An hour or two later, I realised just how far I've come on this trip. When leaving NZ, I raised my few doubts about the trip with my Dad - I am a person who need independence and personal space, both physically and emotionally. I knew that this trip would be a challenge to that aspect of my personality in a country where there is no direct translation for the notion of 'privacy' (no, really. I've heard there's no word for it in Hindi). These people are born, live, and die in public. They spend their lives constantly surrounded by their family and friend, and don't even sleep alone at any point in their lives. While I've relished the past week's solitude in travelling alone, this woman's inability to accept this intrusion into her comfort zone made me realised just how tolerant I've become.

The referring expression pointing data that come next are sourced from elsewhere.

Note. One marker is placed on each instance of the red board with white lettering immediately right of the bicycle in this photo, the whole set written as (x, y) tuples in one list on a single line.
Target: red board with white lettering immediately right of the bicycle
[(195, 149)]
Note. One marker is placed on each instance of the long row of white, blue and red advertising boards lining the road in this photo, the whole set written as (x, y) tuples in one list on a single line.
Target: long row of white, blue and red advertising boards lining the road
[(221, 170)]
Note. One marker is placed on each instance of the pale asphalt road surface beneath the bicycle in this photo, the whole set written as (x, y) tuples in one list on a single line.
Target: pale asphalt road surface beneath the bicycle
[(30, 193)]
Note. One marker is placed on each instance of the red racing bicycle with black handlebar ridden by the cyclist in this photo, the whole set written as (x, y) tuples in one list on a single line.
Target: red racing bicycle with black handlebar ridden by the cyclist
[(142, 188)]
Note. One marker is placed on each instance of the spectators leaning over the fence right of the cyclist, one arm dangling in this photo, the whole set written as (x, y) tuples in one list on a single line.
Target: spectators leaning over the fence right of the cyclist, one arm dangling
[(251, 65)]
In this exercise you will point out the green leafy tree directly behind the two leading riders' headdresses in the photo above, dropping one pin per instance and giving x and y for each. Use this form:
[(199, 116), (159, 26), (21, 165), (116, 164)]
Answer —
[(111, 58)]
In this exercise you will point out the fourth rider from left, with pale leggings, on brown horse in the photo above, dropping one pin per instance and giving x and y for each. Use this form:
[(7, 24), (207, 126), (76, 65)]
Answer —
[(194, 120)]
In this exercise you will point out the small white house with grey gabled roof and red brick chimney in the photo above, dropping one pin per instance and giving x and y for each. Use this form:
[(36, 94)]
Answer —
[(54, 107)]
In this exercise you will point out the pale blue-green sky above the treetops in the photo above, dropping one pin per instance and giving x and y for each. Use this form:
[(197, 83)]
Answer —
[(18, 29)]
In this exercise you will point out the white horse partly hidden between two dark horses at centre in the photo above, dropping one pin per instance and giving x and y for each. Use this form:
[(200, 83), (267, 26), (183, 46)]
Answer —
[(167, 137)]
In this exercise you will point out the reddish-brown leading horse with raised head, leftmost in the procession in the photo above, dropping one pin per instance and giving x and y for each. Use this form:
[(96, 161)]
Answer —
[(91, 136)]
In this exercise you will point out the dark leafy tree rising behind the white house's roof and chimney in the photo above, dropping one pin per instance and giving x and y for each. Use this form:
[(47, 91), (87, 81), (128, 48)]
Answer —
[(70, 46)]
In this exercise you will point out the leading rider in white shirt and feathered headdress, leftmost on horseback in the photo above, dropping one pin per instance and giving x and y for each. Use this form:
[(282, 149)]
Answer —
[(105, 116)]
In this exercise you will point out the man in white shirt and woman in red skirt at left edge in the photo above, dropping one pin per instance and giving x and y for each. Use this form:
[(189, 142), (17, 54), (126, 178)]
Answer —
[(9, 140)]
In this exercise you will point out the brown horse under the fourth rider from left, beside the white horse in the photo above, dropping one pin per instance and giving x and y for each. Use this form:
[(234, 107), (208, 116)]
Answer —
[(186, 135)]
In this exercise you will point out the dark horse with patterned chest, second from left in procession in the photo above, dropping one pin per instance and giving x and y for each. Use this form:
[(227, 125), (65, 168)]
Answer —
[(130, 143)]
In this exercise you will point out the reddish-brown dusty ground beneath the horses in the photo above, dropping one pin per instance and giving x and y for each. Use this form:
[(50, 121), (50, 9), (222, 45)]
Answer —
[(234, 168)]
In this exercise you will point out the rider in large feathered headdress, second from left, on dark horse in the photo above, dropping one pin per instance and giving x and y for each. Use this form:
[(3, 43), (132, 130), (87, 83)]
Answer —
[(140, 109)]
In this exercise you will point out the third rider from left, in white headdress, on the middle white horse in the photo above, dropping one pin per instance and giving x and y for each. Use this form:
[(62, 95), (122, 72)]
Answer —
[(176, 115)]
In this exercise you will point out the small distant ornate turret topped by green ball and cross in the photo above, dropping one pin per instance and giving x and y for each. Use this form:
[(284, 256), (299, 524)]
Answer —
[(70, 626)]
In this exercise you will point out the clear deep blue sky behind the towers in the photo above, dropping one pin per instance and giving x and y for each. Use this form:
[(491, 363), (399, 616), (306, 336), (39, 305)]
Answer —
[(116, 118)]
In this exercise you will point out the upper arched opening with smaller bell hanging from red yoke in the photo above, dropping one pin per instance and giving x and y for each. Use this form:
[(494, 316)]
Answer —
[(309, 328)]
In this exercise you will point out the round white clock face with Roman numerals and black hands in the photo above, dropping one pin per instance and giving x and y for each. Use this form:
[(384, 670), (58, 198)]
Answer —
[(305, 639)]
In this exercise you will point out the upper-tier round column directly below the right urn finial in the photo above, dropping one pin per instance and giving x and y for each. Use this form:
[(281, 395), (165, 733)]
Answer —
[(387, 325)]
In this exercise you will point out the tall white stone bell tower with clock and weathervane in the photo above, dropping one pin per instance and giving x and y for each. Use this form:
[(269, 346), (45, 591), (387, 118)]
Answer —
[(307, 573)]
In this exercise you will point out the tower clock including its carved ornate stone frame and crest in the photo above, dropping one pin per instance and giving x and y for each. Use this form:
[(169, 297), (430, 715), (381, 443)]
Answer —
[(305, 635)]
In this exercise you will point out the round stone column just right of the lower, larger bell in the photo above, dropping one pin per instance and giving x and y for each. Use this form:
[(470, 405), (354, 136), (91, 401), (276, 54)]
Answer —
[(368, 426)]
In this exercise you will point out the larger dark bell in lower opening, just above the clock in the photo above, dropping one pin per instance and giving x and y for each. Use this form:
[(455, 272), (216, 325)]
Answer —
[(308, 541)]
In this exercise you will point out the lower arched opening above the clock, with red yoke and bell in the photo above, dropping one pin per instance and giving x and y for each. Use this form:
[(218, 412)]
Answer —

Having said that, I'm seriously looking forward to sleeping in my big double bed again, and quiet mornings spend lying in with my book and my cats.
The next morning, as I was leaving for Mumbai, I started talking to an Australian woman who had come to India to step out of her comfort zone. Like me an eternal ornganiser, she wanted to come to a country where she didn't know how things worked, and see if she could cope. After some unfortunate circumstances, and an accident which left her face bruised and swollen, she found herself far out of her comfort zone, and having to deal with it when she felt like a monster. Again, I could give her basic advice, and because we found we were such alike people, I could tell her how my (much milder) experience had challenged myself, and encouraged her to wait it out a little longer. I really think there'll be a turnaround period for her, and the success of learning to cope would perhaps be the best thing that had happened for her.
So stepping back into the Mumbai madness, I can walk down the street with an air such that hawkers do not constantly follow me. While I do not think that anyone can truely master Mumbai, I feel that for me, I have conquered the challenges India has presented to me.
And now it's time to go home and have a REALLY long bath!